I hope you aren't back in Oz Ray because if you are, you posted that reply no later than 6:45 a.m.!

Posted: Mon Dec 05, 2005 3:33 pm
by ganive
What's the syntax used in a File Set configuration file ??
I only know it the configuration file should end in .fs :s
ray.wurlod wrote:You create a File Set by writing to a File Set stage.

Specify eight-way partitioning in a configuration file.

Run job.

Done.

Posted: Mon Dec 05, 2005 4:20 pm
by pavankvk
generate a unique sequence number using the surrogate key stage,then have a transformer,then use Mod() function and check value to 1 thru 8. u shud have a 8-way configuration file.

Posted: Mon Dec 05, 2005 7:49 pm
by ray.wurlod
There's no other syntax. The File Set control file has a name that conventionally ends in ".fs". The individual data files reside on the disk resource specified for each processing node in the configuration file.

Yes, I get up early - usually about 5:00 (too many years in the military!). 6:45 isn't early, though - I leave for work at 07:05.

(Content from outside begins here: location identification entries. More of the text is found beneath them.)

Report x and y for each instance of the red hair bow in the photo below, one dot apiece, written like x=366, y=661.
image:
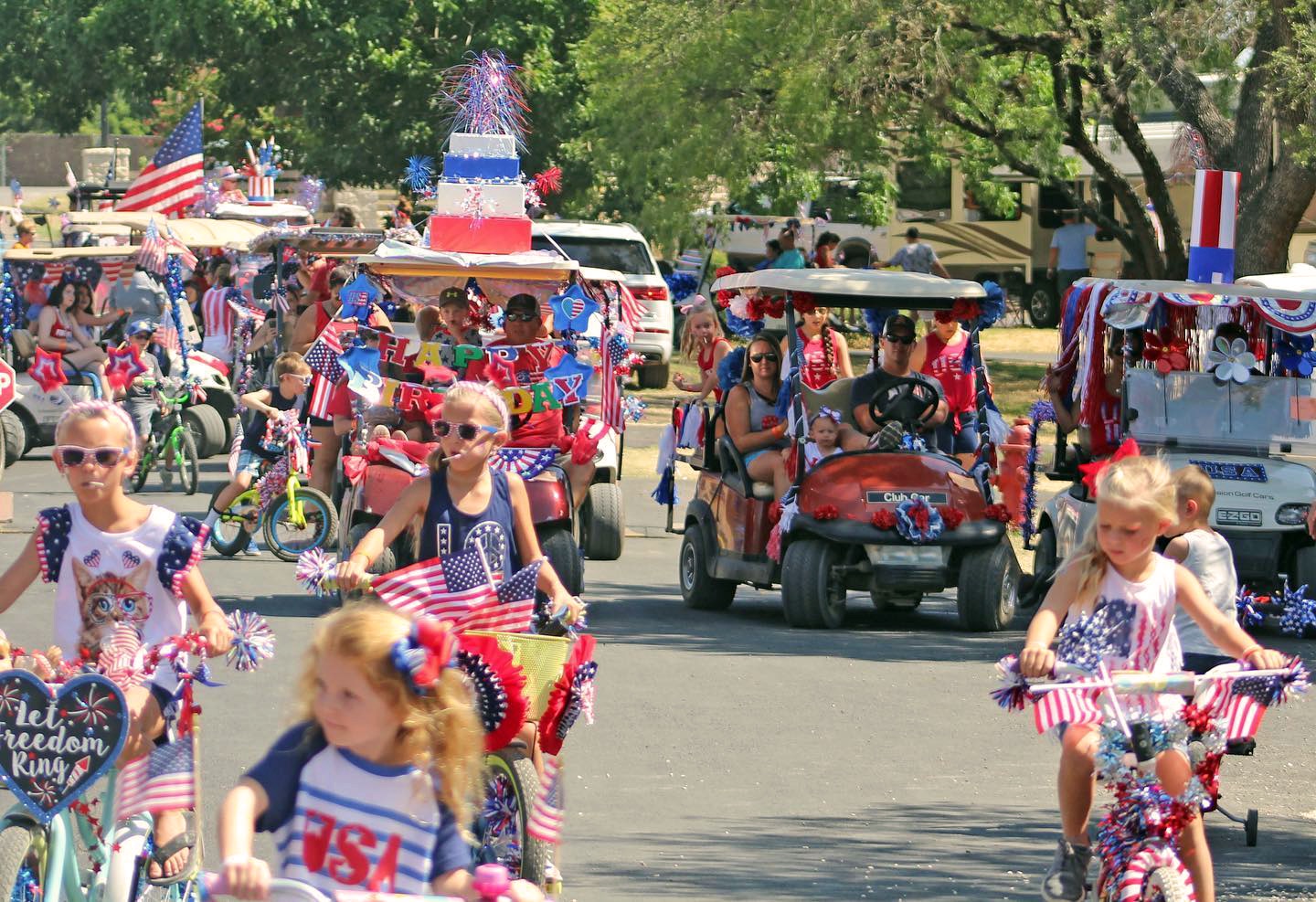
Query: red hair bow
x=1091, y=472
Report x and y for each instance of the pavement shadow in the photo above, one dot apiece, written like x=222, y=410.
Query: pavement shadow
x=912, y=852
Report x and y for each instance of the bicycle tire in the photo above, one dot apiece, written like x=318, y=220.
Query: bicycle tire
x=227, y=537
x=316, y=508
x=16, y=845
x=186, y=457
x=510, y=791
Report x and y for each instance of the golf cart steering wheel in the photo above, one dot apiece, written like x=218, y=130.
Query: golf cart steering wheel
x=907, y=400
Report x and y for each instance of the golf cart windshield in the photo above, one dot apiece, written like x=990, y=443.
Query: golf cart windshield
x=1262, y=415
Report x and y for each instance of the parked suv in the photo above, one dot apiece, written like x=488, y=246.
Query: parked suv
x=621, y=247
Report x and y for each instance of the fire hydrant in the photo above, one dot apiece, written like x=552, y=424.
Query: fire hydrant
x=1013, y=474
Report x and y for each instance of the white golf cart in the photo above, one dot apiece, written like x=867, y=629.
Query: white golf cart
x=1249, y=429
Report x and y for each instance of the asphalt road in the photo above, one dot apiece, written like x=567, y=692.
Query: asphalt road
x=735, y=758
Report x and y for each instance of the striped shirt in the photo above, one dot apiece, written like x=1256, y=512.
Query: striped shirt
x=343, y=822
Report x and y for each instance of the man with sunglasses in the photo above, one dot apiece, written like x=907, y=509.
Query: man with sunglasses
x=523, y=325
x=897, y=340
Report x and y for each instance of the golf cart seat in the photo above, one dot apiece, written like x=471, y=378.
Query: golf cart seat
x=836, y=395
x=738, y=475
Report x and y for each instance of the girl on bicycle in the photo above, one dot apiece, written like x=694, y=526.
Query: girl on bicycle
x=113, y=562
x=1116, y=600
x=370, y=791
x=465, y=504
x=702, y=341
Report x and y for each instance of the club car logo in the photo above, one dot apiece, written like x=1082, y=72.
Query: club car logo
x=888, y=496
x=1236, y=472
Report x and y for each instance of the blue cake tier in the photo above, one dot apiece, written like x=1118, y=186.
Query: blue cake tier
x=458, y=166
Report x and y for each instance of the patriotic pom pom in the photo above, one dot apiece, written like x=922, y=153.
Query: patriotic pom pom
x=314, y=569
x=253, y=640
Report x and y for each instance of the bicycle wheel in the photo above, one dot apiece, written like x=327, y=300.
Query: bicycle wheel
x=186, y=457
x=18, y=863
x=289, y=539
x=1156, y=875
x=510, y=791
x=227, y=535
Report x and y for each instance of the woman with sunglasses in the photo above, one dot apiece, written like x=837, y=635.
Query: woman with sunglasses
x=751, y=420
x=58, y=332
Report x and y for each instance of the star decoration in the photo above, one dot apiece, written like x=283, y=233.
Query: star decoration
x=48, y=370
x=124, y=365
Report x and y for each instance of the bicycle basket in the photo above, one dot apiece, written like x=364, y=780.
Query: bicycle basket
x=540, y=657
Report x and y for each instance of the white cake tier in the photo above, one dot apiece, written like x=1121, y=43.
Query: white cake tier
x=482, y=145
x=493, y=199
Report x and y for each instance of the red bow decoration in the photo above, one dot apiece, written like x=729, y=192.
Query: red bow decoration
x=1169, y=355
x=1092, y=472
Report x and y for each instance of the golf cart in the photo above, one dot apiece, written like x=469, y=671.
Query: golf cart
x=846, y=527
x=1245, y=412
x=420, y=275
x=30, y=420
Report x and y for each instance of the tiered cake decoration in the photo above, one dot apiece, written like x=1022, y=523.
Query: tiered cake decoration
x=481, y=197
x=262, y=170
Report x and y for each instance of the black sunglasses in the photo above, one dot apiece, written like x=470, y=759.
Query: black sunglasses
x=465, y=430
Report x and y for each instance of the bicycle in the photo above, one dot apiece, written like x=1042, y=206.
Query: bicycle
x=171, y=440
x=293, y=517
x=1139, y=838
x=39, y=838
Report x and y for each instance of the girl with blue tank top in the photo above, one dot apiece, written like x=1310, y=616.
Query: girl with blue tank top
x=463, y=504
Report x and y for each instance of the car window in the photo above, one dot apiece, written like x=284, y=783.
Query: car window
x=604, y=253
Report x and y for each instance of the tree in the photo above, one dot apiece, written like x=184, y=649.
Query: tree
x=849, y=86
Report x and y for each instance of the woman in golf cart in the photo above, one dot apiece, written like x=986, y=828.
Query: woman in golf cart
x=751, y=420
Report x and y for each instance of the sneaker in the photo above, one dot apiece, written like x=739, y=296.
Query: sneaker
x=1067, y=881
x=888, y=438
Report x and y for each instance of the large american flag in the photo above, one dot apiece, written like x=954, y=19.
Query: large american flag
x=545, y=818
x=1073, y=705
x=171, y=182
x=161, y=781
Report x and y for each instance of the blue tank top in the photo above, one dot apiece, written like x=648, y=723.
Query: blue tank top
x=448, y=531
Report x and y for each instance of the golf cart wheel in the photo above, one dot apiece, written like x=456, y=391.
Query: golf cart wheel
x=15, y=436
x=810, y=595
x=700, y=590
x=989, y=588
x=603, y=522
x=207, y=429
x=386, y=562
x=558, y=546
x=1043, y=307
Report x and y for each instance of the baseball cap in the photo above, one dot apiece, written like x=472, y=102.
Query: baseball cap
x=899, y=324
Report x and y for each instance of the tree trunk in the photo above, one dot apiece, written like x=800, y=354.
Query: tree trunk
x=1268, y=218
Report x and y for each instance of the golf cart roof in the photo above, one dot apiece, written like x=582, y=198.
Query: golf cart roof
x=1128, y=303
x=848, y=287
x=324, y=242
x=398, y=259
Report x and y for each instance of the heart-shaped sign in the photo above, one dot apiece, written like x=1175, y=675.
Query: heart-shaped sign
x=53, y=747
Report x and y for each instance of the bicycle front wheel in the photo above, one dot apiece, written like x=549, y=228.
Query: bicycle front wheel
x=20, y=863
x=186, y=457
x=289, y=532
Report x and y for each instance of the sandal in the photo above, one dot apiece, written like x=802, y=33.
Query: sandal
x=162, y=854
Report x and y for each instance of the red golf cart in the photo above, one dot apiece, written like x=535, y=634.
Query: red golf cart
x=848, y=525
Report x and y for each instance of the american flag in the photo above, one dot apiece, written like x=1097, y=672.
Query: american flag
x=153, y=254
x=171, y=182
x=1240, y=704
x=610, y=386
x=511, y=610
x=1070, y=705
x=161, y=781
x=545, y=818
x=445, y=588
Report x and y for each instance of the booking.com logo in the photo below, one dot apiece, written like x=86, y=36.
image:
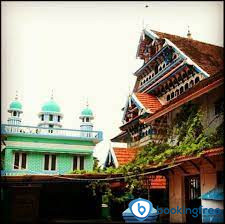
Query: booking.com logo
x=141, y=209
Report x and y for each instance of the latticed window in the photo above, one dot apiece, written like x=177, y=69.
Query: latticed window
x=78, y=162
x=20, y=161
x=50, y=162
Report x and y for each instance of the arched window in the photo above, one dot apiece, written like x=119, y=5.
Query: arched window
x=191, y=83
x=168, y=97
x=160, y=68
x=172, y=95
x=197, y=80
x=181, y=89
x=156, y=69
x=50, y=117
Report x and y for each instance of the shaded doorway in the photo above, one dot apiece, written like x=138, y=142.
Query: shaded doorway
x=192, y=194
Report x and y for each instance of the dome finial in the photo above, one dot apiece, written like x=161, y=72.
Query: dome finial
x=52, y=95
x=16, y=97
x=189, y=33
x=87, y=104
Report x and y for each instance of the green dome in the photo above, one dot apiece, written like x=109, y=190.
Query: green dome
x=15, y=105
x=87, y=112
x=51, y=106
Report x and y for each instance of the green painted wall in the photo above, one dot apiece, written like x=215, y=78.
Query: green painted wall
x=35, y=162
x=50, y=140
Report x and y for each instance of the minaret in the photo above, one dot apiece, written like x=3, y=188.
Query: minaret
x=15, y=110
x=50, y=115
x=189, y=34
x=86, y=121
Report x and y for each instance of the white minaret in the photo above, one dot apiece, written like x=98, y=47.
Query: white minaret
x=15, y=110
x=86, y=121
x=50, y=115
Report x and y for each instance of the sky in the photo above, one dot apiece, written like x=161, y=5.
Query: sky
x=87, y=50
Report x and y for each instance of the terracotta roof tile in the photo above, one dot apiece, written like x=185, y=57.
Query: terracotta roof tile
x=202, y=87
x=125, y=155
x=207, y=56
x=149, y=101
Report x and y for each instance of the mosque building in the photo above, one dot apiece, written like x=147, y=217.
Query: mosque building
x=47, y=148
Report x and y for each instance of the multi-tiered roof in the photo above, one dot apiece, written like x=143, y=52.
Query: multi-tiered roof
x=175, y=70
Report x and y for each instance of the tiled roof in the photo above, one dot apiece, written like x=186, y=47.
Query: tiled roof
x=149, y=101
x=207, y=56
x=125, y=155
x=206, y=152
x=199, y=89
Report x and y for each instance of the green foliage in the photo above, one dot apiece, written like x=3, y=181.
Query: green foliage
x=188, y=138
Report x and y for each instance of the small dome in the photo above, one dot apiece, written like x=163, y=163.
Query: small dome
x=15, y=105
x=87, y=112
x=50, y=106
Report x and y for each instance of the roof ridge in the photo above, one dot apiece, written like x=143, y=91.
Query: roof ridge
x=191, y=40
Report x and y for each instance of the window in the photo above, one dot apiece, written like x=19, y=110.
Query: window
x=20, y=161
x=191, y=83
x=50, y=162
x=172, y=95
x=50, y=117
x=78, y=162
x=219, y=106
x=197, y=80
x=220, y=177
x=50, y=126
x=181, y=89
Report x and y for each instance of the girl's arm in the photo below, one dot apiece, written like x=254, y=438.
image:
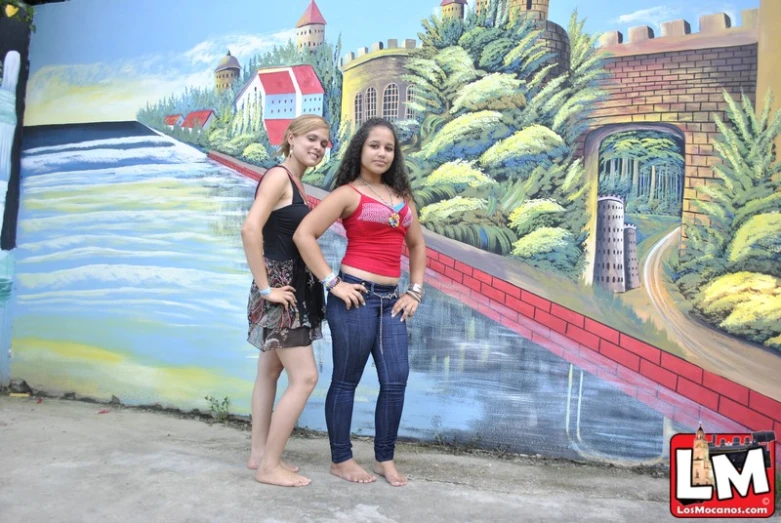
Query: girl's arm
x=325, y=214
x=407, y=304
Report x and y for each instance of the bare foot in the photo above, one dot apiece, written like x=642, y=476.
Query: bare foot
x=281, y=477
x=387, y=469
x=254, y=463
x=351, y=471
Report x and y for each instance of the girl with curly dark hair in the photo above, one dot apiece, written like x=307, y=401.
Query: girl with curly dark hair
x=366, y=311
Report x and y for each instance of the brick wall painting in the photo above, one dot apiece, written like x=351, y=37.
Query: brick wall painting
x=601, y=213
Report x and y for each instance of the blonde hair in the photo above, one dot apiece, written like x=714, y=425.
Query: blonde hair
x=300, y=125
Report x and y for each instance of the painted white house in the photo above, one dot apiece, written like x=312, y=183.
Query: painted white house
x=285, y=93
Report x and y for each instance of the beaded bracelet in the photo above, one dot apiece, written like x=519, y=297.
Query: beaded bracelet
x=415, y=295
x=328, y=279
x=333, y=283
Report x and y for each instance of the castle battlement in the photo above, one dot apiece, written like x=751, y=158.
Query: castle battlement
x=715, y=31
x=391, y=46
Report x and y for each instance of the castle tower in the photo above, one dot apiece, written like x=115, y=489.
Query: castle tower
x=769, y=46
x=609, y=266
x=453, y=8
x=537, y=9
x=227, y=72
x=310, y=29
x=702, y=474
x=631, y=270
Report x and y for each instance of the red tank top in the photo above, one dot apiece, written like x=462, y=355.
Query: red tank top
x=373, y=245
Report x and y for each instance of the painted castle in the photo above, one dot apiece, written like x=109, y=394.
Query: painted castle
x=373, y=84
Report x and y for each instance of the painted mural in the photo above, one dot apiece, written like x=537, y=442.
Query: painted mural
x=603, y=214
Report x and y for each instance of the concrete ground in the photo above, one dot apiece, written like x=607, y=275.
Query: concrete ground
x=64, y=461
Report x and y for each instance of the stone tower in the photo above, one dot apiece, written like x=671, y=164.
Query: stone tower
x=631, y=269
x=702, y=474
x=609, y=267
x=453, y=8
x=227, y=72
x=310, y=29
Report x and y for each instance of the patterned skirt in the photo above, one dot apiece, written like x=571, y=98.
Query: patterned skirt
x=270, y=326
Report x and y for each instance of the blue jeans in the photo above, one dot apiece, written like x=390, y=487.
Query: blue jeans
x=356, y=333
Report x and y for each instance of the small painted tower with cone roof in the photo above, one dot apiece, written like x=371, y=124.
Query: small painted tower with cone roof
x=310, y=29
x=453, y=8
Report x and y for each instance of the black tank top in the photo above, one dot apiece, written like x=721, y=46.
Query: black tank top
x=281, y=224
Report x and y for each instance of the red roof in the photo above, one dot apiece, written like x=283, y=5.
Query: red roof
x=276, y=131
x=171, y=119
x=307, y=79
x=278, y=82
x=197, y=118
x=312, y=15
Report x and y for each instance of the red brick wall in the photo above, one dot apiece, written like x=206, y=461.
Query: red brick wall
x=681, y=88
x=668, y=384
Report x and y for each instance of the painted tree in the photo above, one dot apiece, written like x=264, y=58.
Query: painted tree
x=730, y=268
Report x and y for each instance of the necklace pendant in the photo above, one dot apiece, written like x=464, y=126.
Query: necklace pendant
x=394, y=220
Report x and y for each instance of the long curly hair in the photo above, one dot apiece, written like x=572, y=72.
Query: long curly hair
x=395, y=177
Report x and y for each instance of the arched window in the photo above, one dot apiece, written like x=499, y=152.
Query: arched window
x=371, y=102
x=390, y=102
x=358, y=109
x=410, y=113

Posted: Tue Dec 06, 2005 4:17 am
by ganive
Okay, understood.
I think the File Set Stage doesn't fit my needs.
I thought it was something I could Use to create a group of Flat File in a particular directory whereas it seems to be similar to Dataset stage (a control file pointing on one or more data files).

Seems I have 2 Ways to solve my problem :

1 - Creating a Flat File and using the awk command above to divide it into parts.
2 - Using the combo Surrogate Key / Mod() Function in order to load eight distinct files in a job.

ThX

ray.wurlod wrote:There's no other syntax. The File Set control file has a name that conventionally ends in ".fs". The individual data files reside on the disk resource specified for each processing node in the configuration file.

Yes, I get up early - usually about 5:00 (too many years in the military!). 6:45 isn't early, though - I leave for work at 07:05.